What this DOES enable

  • Quantitative target precision for any multistatic localisation feature: 4 cm (averaged ToA) is achievable; 1 mm (averaged phase) is achievable only if ambiguity is resolved.
  • Architectural decision for ADR-029: explicit ToA + phase pipeline is provably ≤2× away from CRLB, vs the current learning-based approach which has no precision floor guarantees.
  • Realistic SLAM goals: room-scale 3D occupancy at sub-meter precision is easy physics; tracking individual fingers at mm precision is hard physics. The line between them is the cycle-slip problem.

What this DOES NOT enable

  • Sub-mm ranging — that's microwave-photonics territory, not WiFi.
  • Multipath-free assumption — every real deployment is multipath-rich.
  • Distance estimation without SNR margin — the 41 cm number is at 20 dB SNR. At 0 dB SNR the single-shot floor is 4.1 m, useless for room geometry.

Connection back

  • R6 (Fresnel forward model) — gives the spatial envelope of sensitivity. R1 gives the ranging precision within it. Together they bound multistatic localisation: localise targets to ±1 mm precision but only within the ±20 cm Fresnel envelope.
  • R10 (foliage range) — adds the foliage attenuation term to the SNR. A 50 m link through moderate foliage drops to ~5 dB SNR → ToA precision degrades to ~1 m.
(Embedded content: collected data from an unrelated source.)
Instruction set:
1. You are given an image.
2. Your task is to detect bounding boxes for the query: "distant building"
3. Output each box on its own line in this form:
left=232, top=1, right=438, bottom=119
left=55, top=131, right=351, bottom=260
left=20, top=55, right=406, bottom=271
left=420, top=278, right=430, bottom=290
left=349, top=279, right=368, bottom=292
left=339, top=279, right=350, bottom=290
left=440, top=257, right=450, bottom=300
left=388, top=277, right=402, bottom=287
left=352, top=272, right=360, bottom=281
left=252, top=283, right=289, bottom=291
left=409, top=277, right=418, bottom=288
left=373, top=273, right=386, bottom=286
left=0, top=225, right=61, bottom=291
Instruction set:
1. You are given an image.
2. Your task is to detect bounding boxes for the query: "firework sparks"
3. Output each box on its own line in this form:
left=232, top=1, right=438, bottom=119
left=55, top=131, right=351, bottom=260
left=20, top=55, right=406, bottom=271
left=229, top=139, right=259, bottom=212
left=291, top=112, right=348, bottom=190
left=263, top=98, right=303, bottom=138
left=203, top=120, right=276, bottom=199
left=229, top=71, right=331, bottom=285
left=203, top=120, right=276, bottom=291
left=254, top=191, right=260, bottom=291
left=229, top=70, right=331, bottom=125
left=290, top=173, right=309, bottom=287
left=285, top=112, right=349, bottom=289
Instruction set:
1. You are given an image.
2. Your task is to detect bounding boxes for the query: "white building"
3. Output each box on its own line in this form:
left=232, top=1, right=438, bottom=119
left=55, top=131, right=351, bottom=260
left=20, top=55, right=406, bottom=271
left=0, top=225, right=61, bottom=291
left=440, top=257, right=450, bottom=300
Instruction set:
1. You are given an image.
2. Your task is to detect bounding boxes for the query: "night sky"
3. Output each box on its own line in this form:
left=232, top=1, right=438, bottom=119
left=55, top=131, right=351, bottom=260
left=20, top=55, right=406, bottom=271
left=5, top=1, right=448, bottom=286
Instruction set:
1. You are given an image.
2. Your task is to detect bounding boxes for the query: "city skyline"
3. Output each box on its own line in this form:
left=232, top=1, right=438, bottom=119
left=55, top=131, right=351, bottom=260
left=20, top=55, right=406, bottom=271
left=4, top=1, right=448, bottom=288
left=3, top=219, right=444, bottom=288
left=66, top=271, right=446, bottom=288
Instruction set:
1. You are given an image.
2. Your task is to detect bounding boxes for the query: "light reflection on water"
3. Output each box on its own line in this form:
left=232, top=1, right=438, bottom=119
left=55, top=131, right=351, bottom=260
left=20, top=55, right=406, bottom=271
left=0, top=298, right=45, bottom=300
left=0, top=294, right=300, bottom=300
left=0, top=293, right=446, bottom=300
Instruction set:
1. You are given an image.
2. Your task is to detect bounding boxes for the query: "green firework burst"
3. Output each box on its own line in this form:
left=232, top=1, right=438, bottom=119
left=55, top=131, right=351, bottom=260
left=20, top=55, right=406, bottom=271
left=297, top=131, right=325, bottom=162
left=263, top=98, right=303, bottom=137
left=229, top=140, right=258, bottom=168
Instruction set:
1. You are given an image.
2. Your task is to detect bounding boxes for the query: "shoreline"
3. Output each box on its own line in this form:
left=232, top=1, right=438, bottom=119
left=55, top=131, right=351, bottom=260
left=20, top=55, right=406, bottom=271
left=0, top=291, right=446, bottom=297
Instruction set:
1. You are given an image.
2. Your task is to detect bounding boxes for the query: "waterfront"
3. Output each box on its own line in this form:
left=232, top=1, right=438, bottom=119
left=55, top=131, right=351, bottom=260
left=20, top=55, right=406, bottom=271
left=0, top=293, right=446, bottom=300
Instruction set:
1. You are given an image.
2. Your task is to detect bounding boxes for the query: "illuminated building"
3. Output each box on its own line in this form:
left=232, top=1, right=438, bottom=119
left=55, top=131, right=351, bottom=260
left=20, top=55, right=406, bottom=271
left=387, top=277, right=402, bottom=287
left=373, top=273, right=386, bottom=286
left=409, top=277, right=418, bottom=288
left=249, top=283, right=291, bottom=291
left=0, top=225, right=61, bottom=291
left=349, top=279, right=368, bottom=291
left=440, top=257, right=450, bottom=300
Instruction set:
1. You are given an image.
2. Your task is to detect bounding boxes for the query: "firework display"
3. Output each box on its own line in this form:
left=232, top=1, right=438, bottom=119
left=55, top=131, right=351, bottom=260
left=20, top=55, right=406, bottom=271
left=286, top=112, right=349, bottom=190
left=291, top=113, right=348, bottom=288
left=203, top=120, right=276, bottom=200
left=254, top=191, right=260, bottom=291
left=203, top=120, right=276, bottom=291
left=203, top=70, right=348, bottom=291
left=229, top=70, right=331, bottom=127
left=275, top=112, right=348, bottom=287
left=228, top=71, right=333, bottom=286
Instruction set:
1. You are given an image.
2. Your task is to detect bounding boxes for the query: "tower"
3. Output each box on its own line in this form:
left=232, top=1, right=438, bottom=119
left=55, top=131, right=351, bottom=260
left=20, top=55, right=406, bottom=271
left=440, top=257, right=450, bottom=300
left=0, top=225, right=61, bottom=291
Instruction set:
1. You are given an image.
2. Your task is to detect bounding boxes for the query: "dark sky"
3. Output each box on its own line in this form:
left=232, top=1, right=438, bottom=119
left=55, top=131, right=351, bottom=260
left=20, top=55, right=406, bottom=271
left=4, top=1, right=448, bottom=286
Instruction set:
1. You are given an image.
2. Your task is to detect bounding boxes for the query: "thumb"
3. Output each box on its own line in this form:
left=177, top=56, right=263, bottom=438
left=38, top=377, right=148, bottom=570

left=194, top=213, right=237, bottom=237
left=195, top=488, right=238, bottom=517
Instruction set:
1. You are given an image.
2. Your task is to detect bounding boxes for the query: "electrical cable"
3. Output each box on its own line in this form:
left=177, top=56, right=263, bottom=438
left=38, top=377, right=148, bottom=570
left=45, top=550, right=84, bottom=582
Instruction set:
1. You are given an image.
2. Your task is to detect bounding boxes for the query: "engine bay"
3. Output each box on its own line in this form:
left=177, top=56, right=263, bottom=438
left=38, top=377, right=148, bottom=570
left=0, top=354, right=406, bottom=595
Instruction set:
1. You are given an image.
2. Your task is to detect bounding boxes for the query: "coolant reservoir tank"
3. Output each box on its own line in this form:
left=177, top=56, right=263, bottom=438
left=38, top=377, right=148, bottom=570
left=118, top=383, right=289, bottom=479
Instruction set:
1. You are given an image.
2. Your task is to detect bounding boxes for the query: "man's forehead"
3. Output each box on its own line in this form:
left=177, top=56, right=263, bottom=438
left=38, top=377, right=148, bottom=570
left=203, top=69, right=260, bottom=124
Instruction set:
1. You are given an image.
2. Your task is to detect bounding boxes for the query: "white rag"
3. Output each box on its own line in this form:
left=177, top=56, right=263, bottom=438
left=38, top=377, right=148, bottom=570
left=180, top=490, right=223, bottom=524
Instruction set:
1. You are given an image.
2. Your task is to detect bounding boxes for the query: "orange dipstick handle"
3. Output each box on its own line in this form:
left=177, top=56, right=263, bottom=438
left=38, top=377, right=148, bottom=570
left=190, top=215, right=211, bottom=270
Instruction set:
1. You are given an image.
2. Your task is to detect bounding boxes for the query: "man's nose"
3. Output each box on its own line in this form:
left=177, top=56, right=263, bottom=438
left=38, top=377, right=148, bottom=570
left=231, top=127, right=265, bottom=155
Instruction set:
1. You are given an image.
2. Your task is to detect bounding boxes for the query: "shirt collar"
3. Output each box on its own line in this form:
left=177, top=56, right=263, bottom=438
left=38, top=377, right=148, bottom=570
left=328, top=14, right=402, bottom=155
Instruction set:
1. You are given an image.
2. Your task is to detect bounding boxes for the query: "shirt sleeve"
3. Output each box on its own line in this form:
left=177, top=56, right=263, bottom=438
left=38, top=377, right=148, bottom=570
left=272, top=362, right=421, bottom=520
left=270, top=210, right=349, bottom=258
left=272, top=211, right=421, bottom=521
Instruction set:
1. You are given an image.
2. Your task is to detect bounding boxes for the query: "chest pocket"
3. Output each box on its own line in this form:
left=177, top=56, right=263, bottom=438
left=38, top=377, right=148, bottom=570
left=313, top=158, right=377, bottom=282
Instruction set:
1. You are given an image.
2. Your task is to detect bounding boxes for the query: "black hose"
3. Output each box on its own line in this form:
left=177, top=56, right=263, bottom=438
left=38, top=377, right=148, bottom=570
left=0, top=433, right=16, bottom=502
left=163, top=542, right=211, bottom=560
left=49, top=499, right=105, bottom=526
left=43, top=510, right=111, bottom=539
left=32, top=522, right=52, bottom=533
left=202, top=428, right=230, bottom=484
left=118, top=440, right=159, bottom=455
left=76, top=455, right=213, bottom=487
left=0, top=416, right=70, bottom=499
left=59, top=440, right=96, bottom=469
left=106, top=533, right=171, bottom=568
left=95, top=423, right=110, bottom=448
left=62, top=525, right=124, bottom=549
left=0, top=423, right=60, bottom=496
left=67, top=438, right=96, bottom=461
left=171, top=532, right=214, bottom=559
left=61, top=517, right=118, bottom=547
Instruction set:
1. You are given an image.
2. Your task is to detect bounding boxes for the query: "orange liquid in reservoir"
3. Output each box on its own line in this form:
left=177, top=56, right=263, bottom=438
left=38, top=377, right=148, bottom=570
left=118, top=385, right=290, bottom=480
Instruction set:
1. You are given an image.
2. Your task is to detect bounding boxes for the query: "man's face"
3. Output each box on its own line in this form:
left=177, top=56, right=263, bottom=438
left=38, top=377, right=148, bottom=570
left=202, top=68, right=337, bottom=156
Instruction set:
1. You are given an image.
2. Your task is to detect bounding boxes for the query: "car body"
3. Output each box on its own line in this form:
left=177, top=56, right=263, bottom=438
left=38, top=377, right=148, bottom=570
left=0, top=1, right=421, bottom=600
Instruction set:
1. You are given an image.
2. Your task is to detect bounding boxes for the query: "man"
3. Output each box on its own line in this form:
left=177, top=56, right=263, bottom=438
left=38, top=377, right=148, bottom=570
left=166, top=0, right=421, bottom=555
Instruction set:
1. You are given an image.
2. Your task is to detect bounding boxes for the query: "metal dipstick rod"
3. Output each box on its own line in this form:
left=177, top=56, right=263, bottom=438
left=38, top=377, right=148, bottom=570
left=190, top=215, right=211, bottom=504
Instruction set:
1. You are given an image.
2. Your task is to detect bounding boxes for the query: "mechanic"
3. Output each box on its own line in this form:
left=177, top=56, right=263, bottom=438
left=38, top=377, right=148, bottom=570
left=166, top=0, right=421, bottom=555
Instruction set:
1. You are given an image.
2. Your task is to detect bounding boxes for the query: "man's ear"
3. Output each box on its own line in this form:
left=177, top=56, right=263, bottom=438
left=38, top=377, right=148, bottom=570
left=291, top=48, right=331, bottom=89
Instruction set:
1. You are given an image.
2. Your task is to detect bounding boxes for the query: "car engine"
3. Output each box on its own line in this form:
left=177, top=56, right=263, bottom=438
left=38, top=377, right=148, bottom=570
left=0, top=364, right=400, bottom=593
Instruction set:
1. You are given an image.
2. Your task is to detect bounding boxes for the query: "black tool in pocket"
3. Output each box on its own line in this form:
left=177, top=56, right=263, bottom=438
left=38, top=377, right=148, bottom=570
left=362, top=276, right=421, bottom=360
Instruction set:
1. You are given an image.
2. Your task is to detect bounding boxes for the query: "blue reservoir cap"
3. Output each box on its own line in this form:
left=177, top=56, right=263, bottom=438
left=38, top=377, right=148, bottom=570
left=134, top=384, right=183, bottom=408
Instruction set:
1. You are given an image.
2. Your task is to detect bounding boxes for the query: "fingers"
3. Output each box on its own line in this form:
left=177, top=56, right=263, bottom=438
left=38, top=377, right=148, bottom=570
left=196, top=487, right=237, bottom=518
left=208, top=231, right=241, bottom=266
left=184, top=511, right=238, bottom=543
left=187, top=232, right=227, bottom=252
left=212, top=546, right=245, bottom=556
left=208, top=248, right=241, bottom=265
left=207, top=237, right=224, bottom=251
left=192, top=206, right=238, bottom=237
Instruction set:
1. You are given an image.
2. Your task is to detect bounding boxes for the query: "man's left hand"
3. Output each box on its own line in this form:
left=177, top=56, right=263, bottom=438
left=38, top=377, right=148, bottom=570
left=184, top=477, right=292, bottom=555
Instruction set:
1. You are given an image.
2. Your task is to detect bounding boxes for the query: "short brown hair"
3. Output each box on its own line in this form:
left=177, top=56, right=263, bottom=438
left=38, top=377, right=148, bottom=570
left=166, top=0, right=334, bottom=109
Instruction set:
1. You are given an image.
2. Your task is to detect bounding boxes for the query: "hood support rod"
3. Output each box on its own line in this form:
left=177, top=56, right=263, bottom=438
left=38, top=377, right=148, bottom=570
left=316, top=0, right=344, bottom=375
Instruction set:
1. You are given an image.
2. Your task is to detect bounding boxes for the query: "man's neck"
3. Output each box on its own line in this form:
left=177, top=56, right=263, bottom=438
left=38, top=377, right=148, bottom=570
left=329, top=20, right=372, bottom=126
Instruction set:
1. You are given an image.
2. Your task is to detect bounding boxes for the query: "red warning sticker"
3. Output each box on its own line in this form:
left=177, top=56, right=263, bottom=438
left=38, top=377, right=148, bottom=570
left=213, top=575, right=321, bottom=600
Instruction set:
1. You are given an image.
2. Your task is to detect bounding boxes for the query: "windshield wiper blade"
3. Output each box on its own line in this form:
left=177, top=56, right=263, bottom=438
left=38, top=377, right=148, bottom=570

Phase precision degrades to ~7 mm but its ambiguity-resolution accuracy degrades faster.
  • R12 (eigenshift negative result) — the structure-detection problem is harder than the localisation problem; CRLB gives no precision floor for "detect a new structure", only for "place a known target". This is part of why R12 was a negative result.
  • ADR-029 (multistatic) — strongest concrete architectural lever this loop has surfaced.

Next ticks (R1 follow-ups)

  • Implement multi-subcarrier wide-lane phase unwrap as a Rust module; measure how often cycle-slip resolution succeeds vs the ToA gate width.
  • Empirical CRLB test: log 1000 ranging measurements from a known-position scatterer, check whether observed σ_d hits ~2× CRLB.
  • Multipath super-resolution: try MUSIC over the 52-subcarrier CSI to separate 2-3 dominant taps. If achievable, the room-scale 3D occupancy at 4 cm precision target is realistic.